Bon, revenons aux choses pratiques. Je ne la mange que sauvage ou en tout cas en liberté depuis longtemps, car il est difficile, parfois, de les différencier après trois mois de liberté. L’élevage abattue à la sortie de la cage ne m’intéresse pas. Quand on a des principes, la moindre des choses est de les suivre. On la reconnait au bec, facilement, qui, à travailler le sol, s’est usé. Une fois plumée et vidée, elle ne dépasse guère 200 à 300 g et il faut donc impérativement une perdrix par convive. Si l’on aime sa femme, je veux dire si on l’aime vraiment, et si on veut le montrer ;-), il peut être apprécié de servir à chacun une moitié du gros et une moitié du petit volatile. Surtout si c’est la Saint-Valentin ;-). Tiens, une perdrix pour la Saint-Valentin, c’est une idée. Dans la symbolique chrétienne, c’est un des symboles de la tentation, voire de la perdition. Dans la tradition Kabyle, ce serait un moyen d’exacerber les passions… Allez, aux fourneaux ;-)

Après bien des essais, croyez moi, je retiens trois façons de la cuisiner :

– la plus simple, à la Planxa. On la fait mariner quelques heures, ouverte en deux comme un coquelet dit « à la diable », dans une huile d’olive parfumée avec du thym, du romarin, un soupçon de sauge voire un grain d’anis, quelques boules de genièvre, du poivre noir et de la fleur de sel. Puis on la passe à la Planxa brûlante. Ce qu’il y a de bien, dans cette recette, c’est que la chair reste moelleuse et que l’on peut adapter la cuisson à la grosseur des volatiles. Étant sauvage, leur taille peut varier, on l’a vu.

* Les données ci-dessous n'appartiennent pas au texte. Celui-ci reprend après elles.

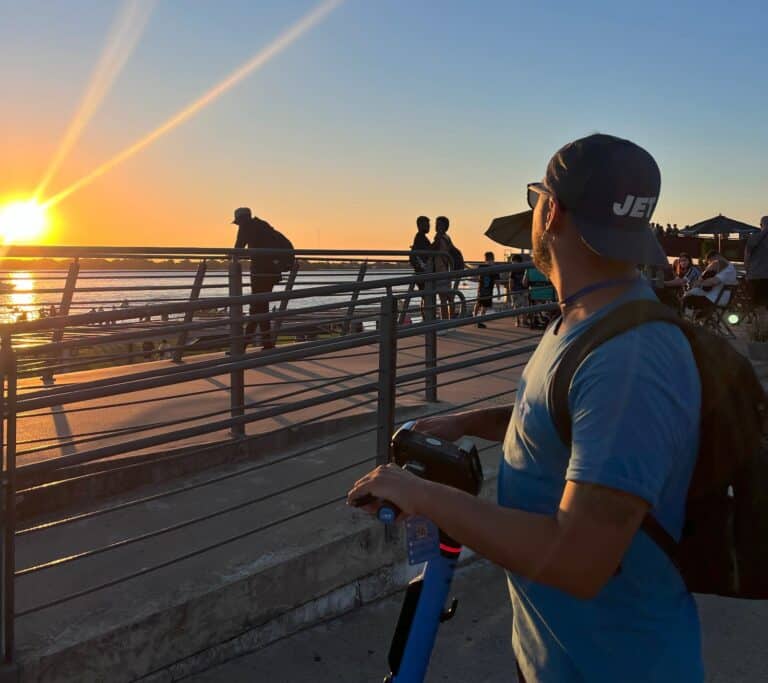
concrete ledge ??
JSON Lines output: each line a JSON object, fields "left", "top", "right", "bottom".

– la plus traditionnelle, dans une cocotte en fonte, bien dorée sous toutes ses faces dans un peu d’huile d’olive et de graisse d’oie, avec quelques oignons grossièrement émincés, des gousses d’ail en chemise et quelques herbes de garrigues. La chair est un peu sèche, diront certains, mais le goût est unique… Si on a une barde de lard de qualité, ça peut aussi se concevoir. Mais le lard se fait rare…

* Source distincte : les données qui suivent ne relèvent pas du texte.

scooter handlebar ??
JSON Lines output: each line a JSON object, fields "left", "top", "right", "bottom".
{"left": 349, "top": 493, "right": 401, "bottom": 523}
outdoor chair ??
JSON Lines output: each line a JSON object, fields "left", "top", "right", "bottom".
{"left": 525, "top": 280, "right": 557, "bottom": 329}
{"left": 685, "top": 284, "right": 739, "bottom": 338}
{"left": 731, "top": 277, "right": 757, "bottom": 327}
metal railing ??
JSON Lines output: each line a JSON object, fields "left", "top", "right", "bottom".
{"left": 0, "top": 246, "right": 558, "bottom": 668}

– la plus pittoresque, quand on a du temps et une cheminée, la préparation dite « à la ficelle ». On leur garde le cou et surtout la tête. On frictionne l’oiseau vigoureusement, intérieur et extérieur avec la marinade avancée plus haut. Puis on place une belle ficelle autour du cou de la bête, on adapte la hauteur pour qu’elle soit devant un beau feu de sarments de grenache, on la fait tourner d’une pichenette, au dessus d’un plat en fonte sur lequel on a eu l’intelligence gourmande, car il s’agit bien de cela, de glisser une grosse et épaisse tranche de pain grillé. Il suffit de continuer à faire tourner l’oiseau de temps en temps, en le badigeonnant au pinceau du reste de marinade. Trente minutes à attendre, si le feu va bien. Mais trente minutes, déjà de plaisir, à voir tourner et blondir l’oiseau et les parfums se répandre dans la maison. Puis on ouvre l’oiseau en deux, on le glisse sur le pain et on sert ça avec une belle salade d’hiver, aillée mais sans vinaigre, juste de l’huile d’olive et de la fleur de sel. Le vin doit être du Sud et à maturité, s’il vous plait.

Que la vie peut-être simple et belle, parfois…

Bon, si le perdreau est loin et la perdrix coriace, on peut aussi la faire pocher un peu avant de la cuire, voire la braiser avec du chou, ce qui lui convient bien. Mais c’est pas mon genre de cuisine, j’ai jamais réussi une papillote au choux. Pourtant, j’aime ça, le chou. Allez savoir… Un peu vieille, je préfère alors la faire « confire » dans de la graisse d’oie, comme un confit, mais en la cuisant moins, bien sûr.